Of course, it will stay in the category of health and wellness mentally, physically, and spiritually. But I felt I was just scraping the surface of the real content I want to share.
I spend a lot of my time trying to please other people in the masses. Trying to fit every single person’s ideal. Which, I still think it’s important to be considerate of other people’s boundaries and preferences…but there comes a point where I wasn’t even being me.
So, my goal this year…no matter what happens…is to try and be more genuine, honest, and authentic as I can be…even if it is hard.
I feel like this is a quality that often gets overlooked in the world today…it’s crazy and hectic…and honestly a lot of lies. While that is the world we live in…I want to do my best not to contribute.

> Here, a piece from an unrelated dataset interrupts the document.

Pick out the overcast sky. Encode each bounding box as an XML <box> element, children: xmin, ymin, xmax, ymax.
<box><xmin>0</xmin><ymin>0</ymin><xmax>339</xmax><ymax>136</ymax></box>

So…what next.
One of the things…that while it isn’t even a main characteristic of myself I want to focus on in my content…it is a part of me and I feel that I have been lying by omission. Everybody who needs to know…knows now…but I’m gay. Or lesbian if you will. It doesn’t change anything…but I do feel that I was avoiding certain topics because I haven’t been forward about that part of my life. So from now on…no lying by omission.
Another thing is eating habits. The habits I promote are the ones I believe in and encourage others to do because I feel that is the best lifestyle I could get behind…but I don’t have the best relationship with food. I have a really bad problem with binge eating…at times I have it under control…and other times I find it controlling my life and my google searches are consumed by trying to find eating disorder rehab centers because I have taken it too far.
I like to think that I have gotten a lot better with it…and I have…but I pretend it isn’t still a problem I deal with…and I think that denial is what makes the problem much worse…so I, again, am done lying by omission.
And the last thing…is that I struggle with the content I put out…because I struggle with the world we live in…it’s not going in a great direction…Granted…there is so many beautiful things about it…but it’s still terrifying to be living on a train going high speed into a devastation…that being said…I struggle with feeling that what I am doing is not important or not the right information to be sharing…
But, I have decided to share…positive and uplifting posts…to spread a little light into my corner of the world and share genuine concerns I care about…that I think will help. I need to stop worrying about saving the world or everyone…or even myself…and start thinking about how I am going to make the best of every moment, every breath…because I have minimum control of what happens next…so I will try my best to control what happens now…in my heart and mind.
I solemnly swear…I am up to no good…
No, I am just kidding. I solemnly swear to do my best, to do my part to be honest and genuine. To be my light and hopeful help you find yours. I will see you soon.